Like a lot of parents I have spent my fair share of cold and wintry days on the side of a football field.

I’m also a Victorian, so the shape of the football is a bit different, but the rite of passage – staffing the barbeque, cutting the oranges and sharing the thrills and spills – is a common experience for families across the country.
Game to game, season to season, drinking tea out of a thermos and hearing the coach’s gospel recited over the dinner table, the parents and the kids form a bond.
The footy club provides a platform for this bond, for this community. It also teaches our kids some valuable lessons – fair play, working together and backing your team-mates.
So it doesn’t make sense to me that the same clubs that bring us together are arguing for a business model based on profiting from peoples’ misery. No parent I shared those Saturday mornings with would support having another family’s misery pay for their footy team.
I was disappointed to see media reports this week about a campaign from the National Rugby League (NRL) and Clubs Australia on the Government’s proposed gambling reforms.
Our reforms are about playing fair – finding the balance between a friendly flutter and the kind of gambling addiction that divides parents and their kids, or throws away the family budget so there’s no money left to pay sport registration fees or take the kids to the footy.

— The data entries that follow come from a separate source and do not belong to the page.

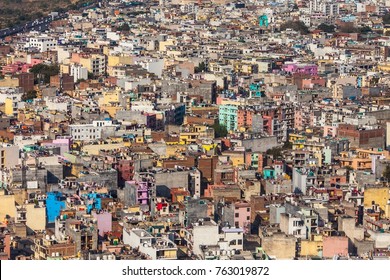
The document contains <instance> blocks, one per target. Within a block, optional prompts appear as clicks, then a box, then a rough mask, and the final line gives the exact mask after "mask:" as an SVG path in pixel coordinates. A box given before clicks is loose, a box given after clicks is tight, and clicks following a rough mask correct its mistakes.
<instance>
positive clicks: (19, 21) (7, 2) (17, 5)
mask: <svg viewBox="0 0 390 280" xmlns="http://www.w3.org/2000/svg"><path fill="white" fill-rule="evenodd" d="M88 2H92V1H90V0H0V29H3V28H8V27H12V26H14V25H18V24H21V23H25V22H27V21H31V20H35V19H37V18H40V17H43V16H46V15H47V14H49V13H51V12H61V11H66V10H71V9H76V8H77V6H78V5H80V4H83V3H88Z"/></svg>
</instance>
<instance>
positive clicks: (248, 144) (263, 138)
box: [242, 136, 278, 152]
mask: <svg viewBox="0 0 390 280" xmlns="http://www.w3.org/2000/svg"><path fill="white" fill-rule="evenodd" d="M242 146H244V147H245V149H246V150H248V149H251V150H252V152H266V151H267V150H268V149H272V148H274V147H277V146H278V142H277V138H276V136H270V137H267V138H255V139H245V140H242Z"/></svg>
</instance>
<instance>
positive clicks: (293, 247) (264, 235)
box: [261, 233, 296, 260]
mask: <svg viewBox="0 0 390 280" xmlns="http://www.w3.org/2000/svg"><path fill="white" fill-rule="evenodd" d="M261 245H262V247H263V249H264V251H265V252H266V253H267V255H268V256H269V257H271V258H276V259H278V260H279V259H282V260H292V259H294V258H295V255H296V252H295V249H296V238H295V237H294V236H292V235H286V234H284V233H274V234H272V235H264V236H261Z"/></svg>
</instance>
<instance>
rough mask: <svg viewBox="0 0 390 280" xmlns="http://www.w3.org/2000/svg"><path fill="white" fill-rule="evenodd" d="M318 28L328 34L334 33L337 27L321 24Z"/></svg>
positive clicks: (333, 25) (325, 23)
mask: <svg viewBox="0 0 390 280" xmlns="http://www.w3.org/2000/svg"><path fill="white" fill-rule="evenodd" d="M317 28H318V29H320V30H322V31H324V32H326V33H334V31H335V29H336V26H334V25H332V24H326V23H321V24H320V25H318V27H317Z"/></svg>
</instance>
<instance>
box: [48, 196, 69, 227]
mask: <svg viewBox="0 0 390 280" xmlns="http://www.w3.org/2000/svg"><path fill="white" fill-rule="evenodd" d="M65 201H66V197H65V196H64V195H63V194H62V193H60V192H49V193H47V198H46V217H47V222H48V223H54V222H55V219H56V218H57V217H58V216H59V215H60V212H61V210H62V209H65V208H66V203H65Z"/></svg>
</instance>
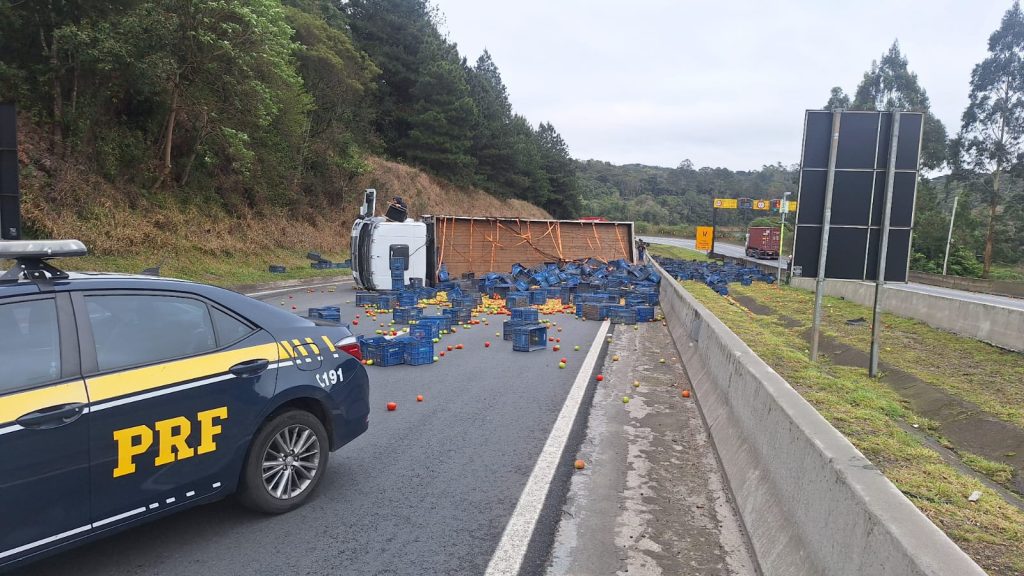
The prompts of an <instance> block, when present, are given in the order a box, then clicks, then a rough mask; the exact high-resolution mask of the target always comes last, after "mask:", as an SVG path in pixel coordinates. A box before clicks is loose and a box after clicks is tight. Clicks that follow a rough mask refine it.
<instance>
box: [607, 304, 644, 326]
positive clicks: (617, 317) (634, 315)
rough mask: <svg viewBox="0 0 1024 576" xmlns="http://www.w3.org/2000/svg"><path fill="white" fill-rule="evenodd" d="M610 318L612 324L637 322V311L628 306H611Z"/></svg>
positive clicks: (633, 323)
mask: <svg viewBox="0 0 1024 576" xmlns="http://www.w3.org/2000/svg"><path fill="white" fill-rule="evenodd" d="M608 320H610V321H611V323H612V324H636V323H637V311H636V308H631V307H628V306H610V307H609V310H608Z"/></svg>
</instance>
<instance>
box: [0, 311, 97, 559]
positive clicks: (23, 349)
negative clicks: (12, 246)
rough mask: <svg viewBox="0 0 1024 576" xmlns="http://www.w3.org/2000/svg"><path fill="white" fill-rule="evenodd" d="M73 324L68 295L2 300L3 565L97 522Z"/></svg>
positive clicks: (2, 500)
mask: <svg viewBox="0 0 1024 576" xmlns="http://www.w3.org/2000/svg"><path fill="white" fill-rule="evenodd" d="M58 310H59V313H58ZM74 322H75V321H74V315H73V314H72V312H71V299H70V297H69V296H68V295H67V294H58V295H56V296H43V297H38V296H29V297H27V298H26V299H24V300H19V301H0V454H2V455H3V457H2V458H0V564H2V563H4V562H6V561H8V560H12V559H17V558H19V557H22V556H28V554H31V553H36V552H38V551H40V550H43V549H45V548H46V547H47V546H50V545H53V544H55V543H61V542H62V541H63V539H65V538H66V536H68V535H71V534H79V533H83V532H85V531H87V530H89V528H90V526H89V520H90V516H89V515H90V509H89V506H90V503H89V474H88V470H89V444H88V439H89V416H90V415H89V414H88V413H87V411H86V410H85V406H86V403H87V402H88V396H87V395H86V389H85V383H84V382H83V381H82V377H81V374H80V373H79V366H78V363H77V361H76V360H75V359H76V357H77V356H78V347H77V334H76V333H75V324H74Z"/></svg>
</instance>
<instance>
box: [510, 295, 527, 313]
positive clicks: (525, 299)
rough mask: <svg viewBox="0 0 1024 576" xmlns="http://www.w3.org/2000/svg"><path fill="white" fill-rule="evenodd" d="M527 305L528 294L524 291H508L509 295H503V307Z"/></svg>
mask: <svg viewBox="0 0 1024 576" xmlns="http://www.w3.org/2000/svg"><path fill="white" fill-rule="evenodd" d="M528 305H529V294H527V293H524V292H509V295H508V296H506V297H505V307H507V308H509V310H511V308H518V307H525V306H528Z"/></svg>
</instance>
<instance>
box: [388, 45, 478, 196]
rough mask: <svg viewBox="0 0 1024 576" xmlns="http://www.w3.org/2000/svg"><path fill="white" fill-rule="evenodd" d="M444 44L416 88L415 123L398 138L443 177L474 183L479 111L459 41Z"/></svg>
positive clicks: (407, 147) (401, 150)
mask: <svg viewBox="0 0 1024 576" xmlns="http://www.w3.org/2000/svg"><path fill="white" fill-rule="evenodd" d="M441 50H442V51H443V55H442V57H438V58H436V59H434V60H433V61H431V63H430V64H429V65H427V68H426V70H425V71H424V72H423V76H422V77H421V78H420V80H419V81H418V82H417V84H416V87H414V88H413V92H412V93H413V96H414V97H415V98H416V104H415V105H414V107H413V110H412V114H411V115H410V118H409V124H410V128H411V129H410V132H409V137H407V138H404V139H403V140H401V141H400V142H399V143H398V152H399V153H400V154H401V155H402V156H403V157H404V158H408V159H409V160H410V161H411V162H413V163H414V164H418V165H420V166H422V167H424V168H426V169H428V170H430V171H431V172H434V173H435V174H437V175H439V176H441V177H443V178H447V179H450V180H452V181H454V182H456V183H460V184H468V183H471V182H472V180H473V169H474V167H475V164H476V162H475V161H474V160H473V157H472V155H471V149H472V145H473V129H474V128H475V127H476V125H477V122H478V120H477V118H478V114H477V111H476V105H474V104H473V99H472V98H471V97H470V96H469V85H468V84H467V83H466V74H465V67H464V65H463V63H462V61H461V60H460V58H459V53H458V51H457V50H456V48H455V46H453V45H444V46H443V47H441Z"/></svg>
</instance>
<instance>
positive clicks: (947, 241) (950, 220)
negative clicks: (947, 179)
mask: <svg viewBox="0 0 1024 576" xmlns="http://www.w3.org/2000/svg"><path fill="white" fill-rule="evenodd" d="M957 201H959V195H958V194H957V195H956V196H954V197H953V214H952V215H951V216H949V234H947V235H946V255H945V257H943V258H942V276H945V275H946V264H947V263H949V245H950V243H952V240H953V222H954V221H955V220H956V202H957Z"/></svg>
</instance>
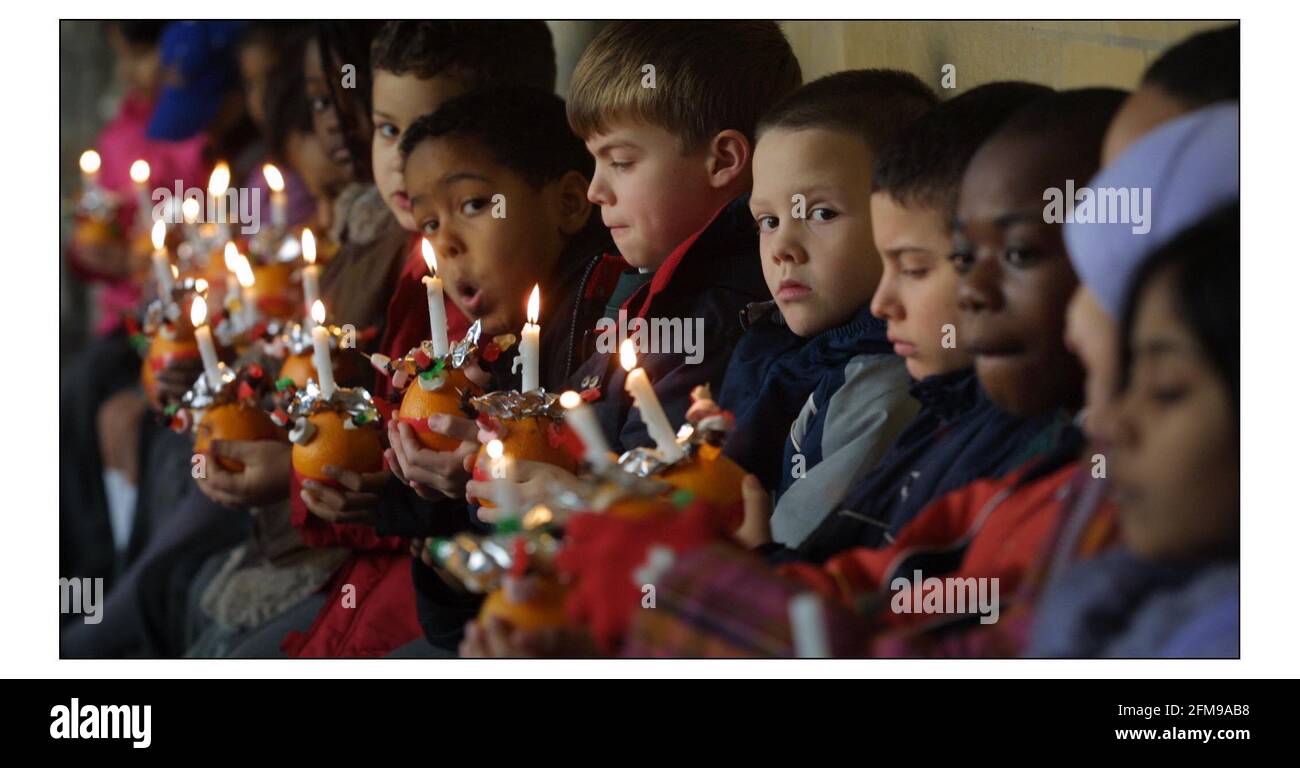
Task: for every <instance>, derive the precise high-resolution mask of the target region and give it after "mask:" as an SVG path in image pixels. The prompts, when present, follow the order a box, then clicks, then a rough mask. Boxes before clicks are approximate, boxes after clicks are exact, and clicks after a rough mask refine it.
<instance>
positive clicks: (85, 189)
mask: <svg viewBox="0 0 1300 768" xmlns="http://www.w3.org/2000/svg"><path fill="white" fill-rule="evenodd" d="M101 162H103V161H101V160H100V157H99V152H96V151H94V149H86V151H85V152H82V156H81V160H79V161H78V164H79V165H81V169H82V191H83V192H88V191H91V190H96V188H99V166H100V165H101Z"/></svg>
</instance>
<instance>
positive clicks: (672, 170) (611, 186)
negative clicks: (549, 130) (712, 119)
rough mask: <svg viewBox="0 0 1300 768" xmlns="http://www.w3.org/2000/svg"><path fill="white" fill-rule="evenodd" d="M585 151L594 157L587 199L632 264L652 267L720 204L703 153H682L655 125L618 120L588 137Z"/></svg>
mask: <svg viewBox="0 0 1300 768" xmlns="http://www.w3.org/2000/svg"><path fill="white" fill-rule="evenodd" d="M586 149H588V152H590V153H591V156H593V157H595V173H594V174H593V177H591V185H590V187H589V188H588V195H586V196H588V200H590V201H591V203H594V204H595V205H599V207H601V220H602V221H603V222H604V226H607V227H608V229H610V235H611V237H612V238H614V243H615V244H616V246H617V247H619V253H621V255H623V257H624V259H625V260H627V261H628V264H630V265H632V266H638V268H643V269H658V268H659V265H660V264H663V262H664V260H667V259H668V255H669V253H671V252H672V250H673V248H676V247H677V246H680V244H681V243H682V242H684V240H685V239H686V238H689V237H690V235H693V234H695V233H697V231H699V230H701V229H702V227H703V226H705V224H707V221H708V217H710V216H712V214H714V213H715V212H716V209H718V208H719V207H720V205H722V203H719V201H718V196H716V192H715V190H714V187H712V186H710V177H708V169H710V168H708V165H710V162H708V161H710V156H708V152H707V151H705V149H701V151H697V152H689V153H682V152H681V146H680V142H679V140H677V136H675V135H673V134H669V133H668V131H666V130H664V129H662V127H659V126H654V125H647V123H640V122H632V121H624V122H621V123H616V125H614V126H611V127H610V130H608V131H606V133H603V134H597V135H594V136H590V138H589V139H588V140H586Z"/></svg>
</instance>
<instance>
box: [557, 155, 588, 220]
mask: <svg viewBox="0 0 1300 768" xmlns="http://www.w3.org/2000/svg"><path fill="white" fill-rule="evenodd" d="M552 183H554V190H555V191H554V195H555V203H556V207H555V211H556V214H558V221H559V225H560V233H563V234H565V235H573V234H577V233H580V231H582V227H585V226H586V222H588V220H590V218H591V201H590V200H588V199H586V188H588V186H589V183H590V182H588V179H586V177H585V175H582V174H581V173H578V172H576V170H571V172H568V173H565V174H564V175H563V177H560V179H559V181H556V182H552Z"/></svg>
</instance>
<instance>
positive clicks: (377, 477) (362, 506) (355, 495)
mask: <svg viewBox="0 0 1300 768" xmlns="http://www.w3.org/2000/svg"><path fill="white" fill-rule="evenodd" d="M325 474H328V476H329V477H330V480H333V481H334V482H337V483H339V485H341V486H343V487H342V489H333V487H329V486H326V485H325V483H321V482H316V481H315V480H308V481H305V482H304V483H303V491H302V494H300V495H302V499H303V503H304V504H307V509H308V511H309V512H311V513H312V515H315V516H317V517H320V518H321V520H325V521H326V522H360V524H367V525H373V524H374V508H376V507H377V506H378V503H380V493H381V491H382V490H383V485H385V483H386V482H387V481H389V477H390V474H391V473H390V472H389V470H387V469H381V470H378V472H365V473H361V472H352V470H351V469H341V468H338V467H334V465H333V464H328V465H326V467H325Z"/></svg>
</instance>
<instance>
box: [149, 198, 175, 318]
mask: <svg viewBox="0 0 1300 768" xmlns="http://www.w3.org/2000/svg"><path fill="white" fill-rule="evenodd" d="M149 237H151V239H152V240H153V256H152V257H151V261H152V264H153V279H155V281H157V285H159V298H160V299H162V301H164V304H165V303H166V301H169V300H170V299H172V262H170V261H169V260H168V257H166V247H165V246H166V222H165V221H162V220H161V218H160V220H157V221H155V222H153V231H152V233H149Z"/></svg>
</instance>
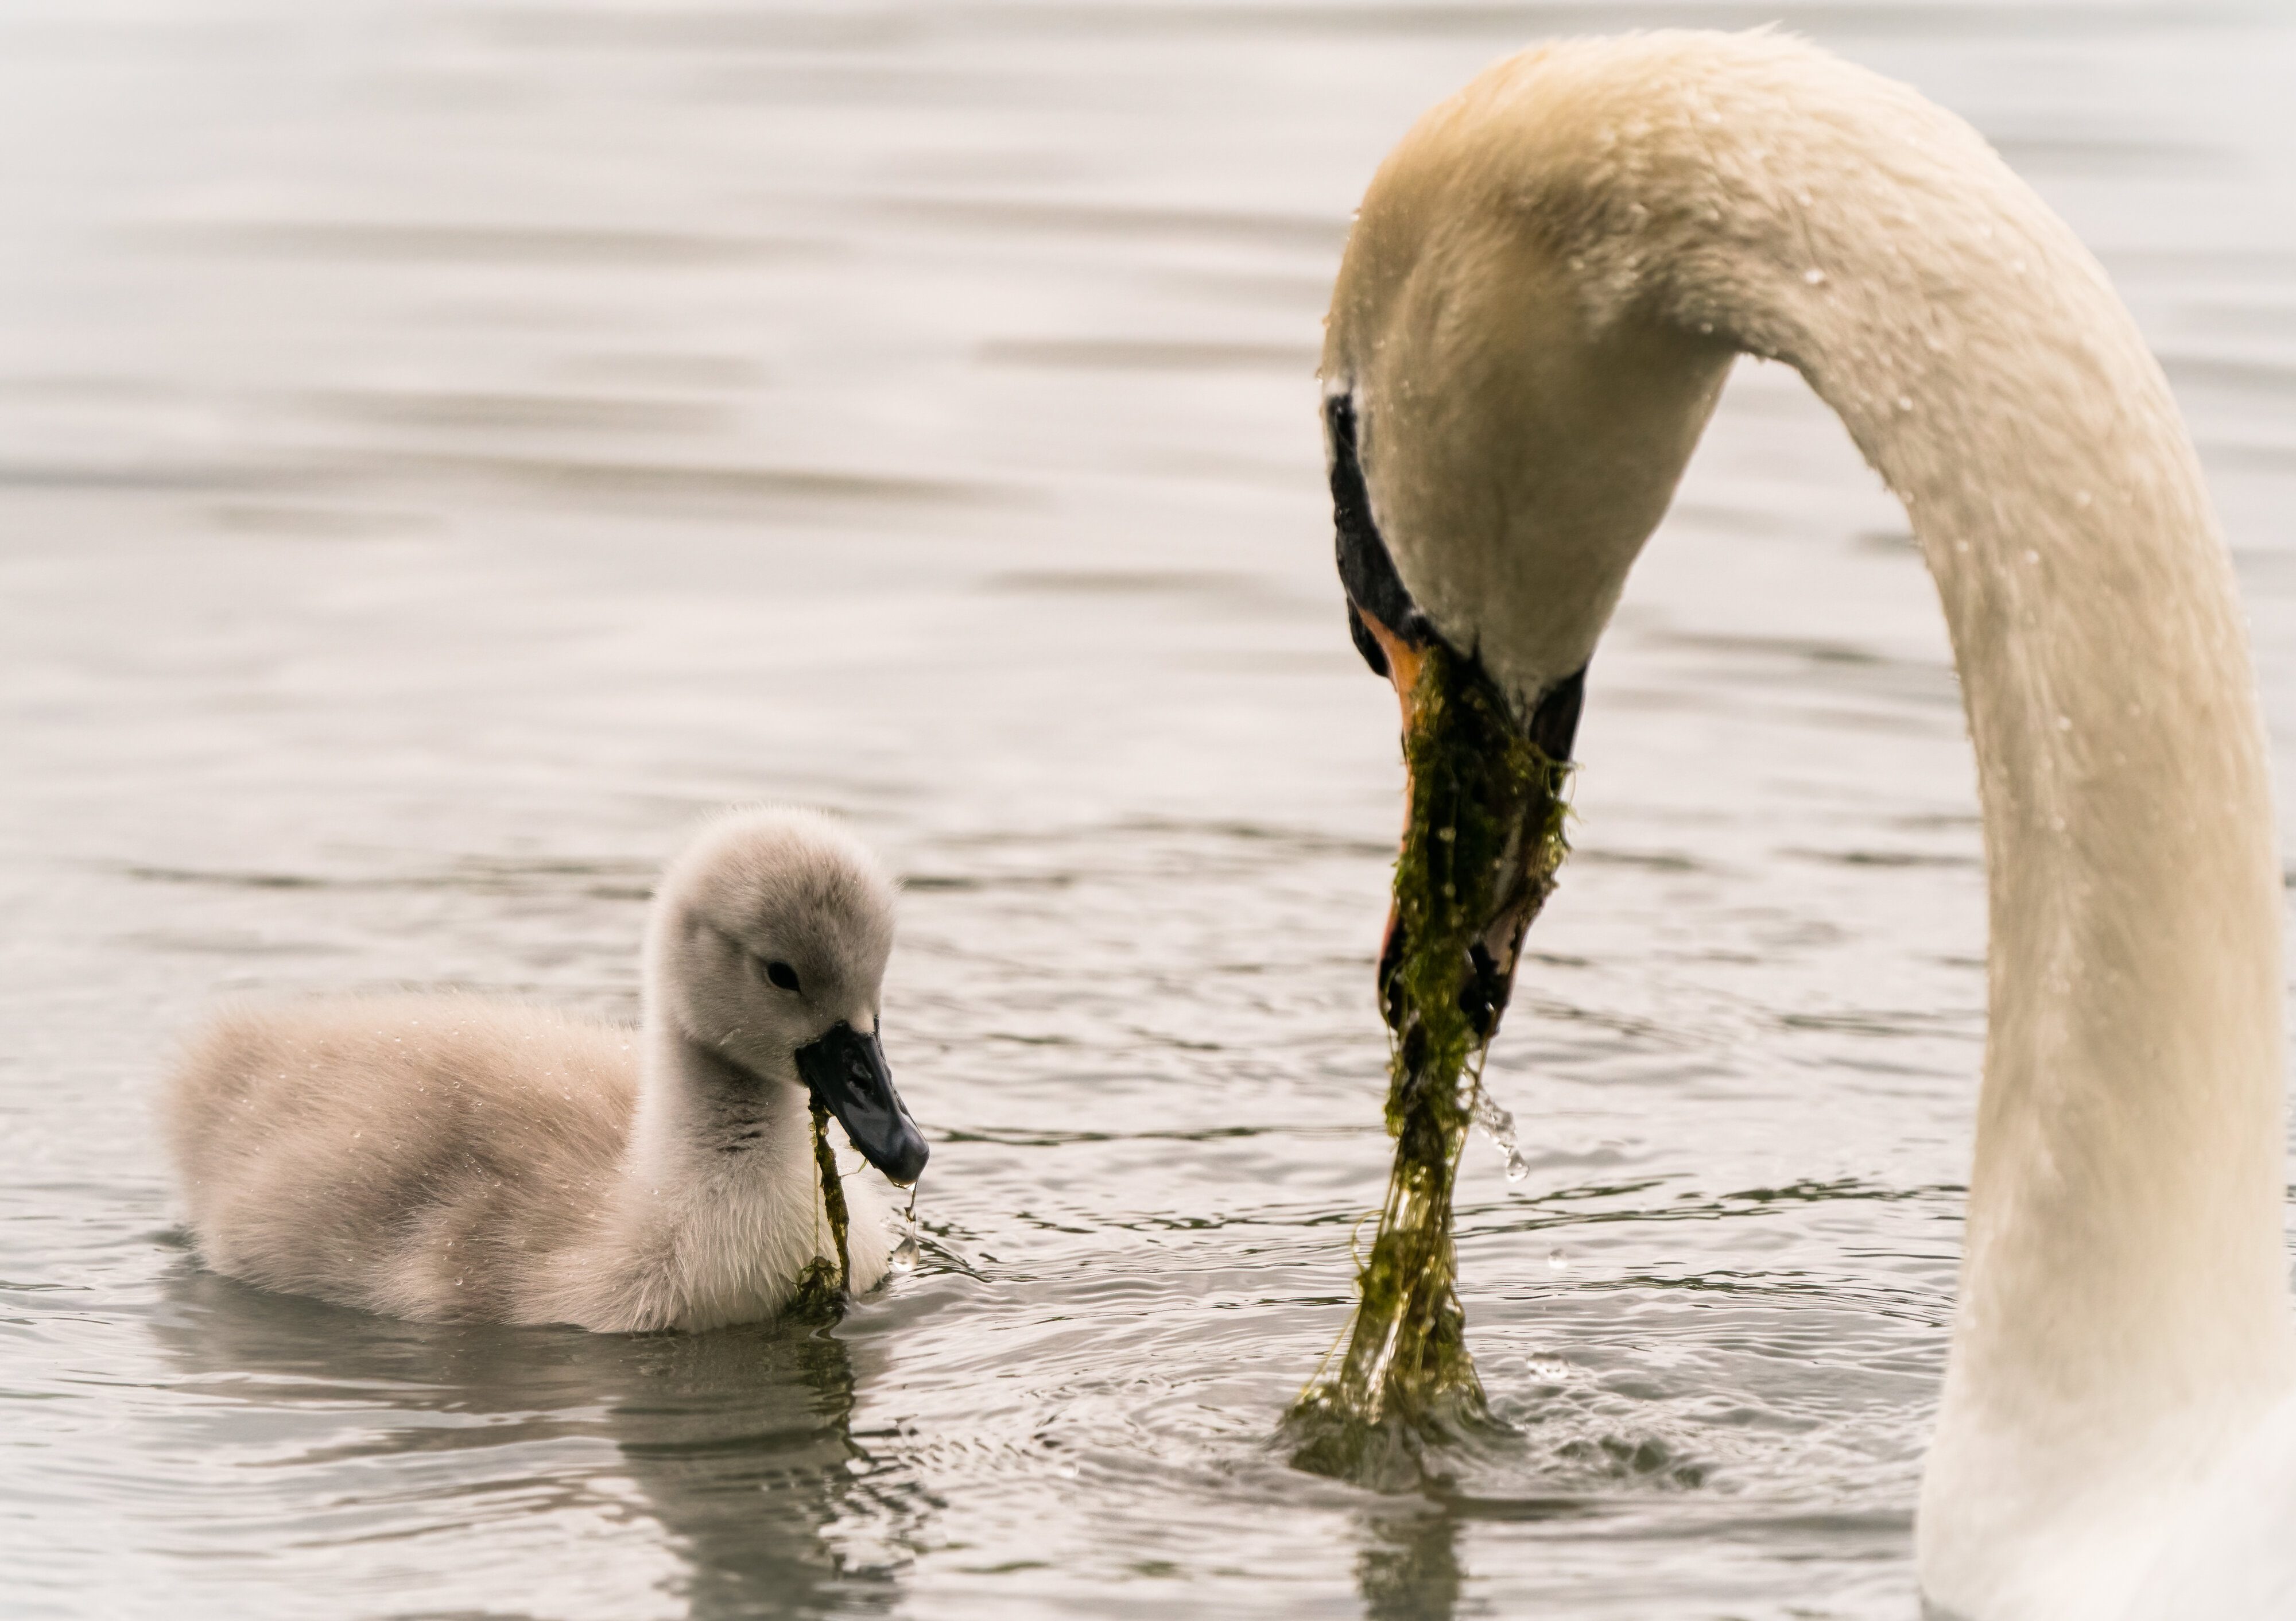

We’re proposing the introduction of pre-commitment technology to pokie machines – so before you sit down at the machine you nominate how much you’re willing to lose, set a limit you can afford – and then stick to it.
It’s not about the Government controlling peoples’ money – in fact, quite the opposite. You set the limit. You are in control – and for problem gamblers, they can use pre-commitment to help control of their addiction.
One in six people who play the pokies regularly has a serious addiction. Gambling problems affect many people in our community – including the fans, players and patrons of rugby league.
The NRL and Clubs Australia have said this week that they will lose money because of these changes. Clubs that do not rely on profit from the pockets of pokie addicts have nothing to fear.
Football clubs play a valuable role in our community. And responsible gambling is entirely legitimate – it’s also a legitimate source of revenue for clubs. But rugby league should not rely on money from the pockets of problem gamblers to survive.
The NRL has been around for a lot longer than poker machines and I have no doubt it will continue to flourish as it has for the last 100 years.
We don’t want to stand at the sidelines and watch our kids tackle high. And we shouldn’t stand by and let pokie addicts pay for NRL clubs. That’s not fair play.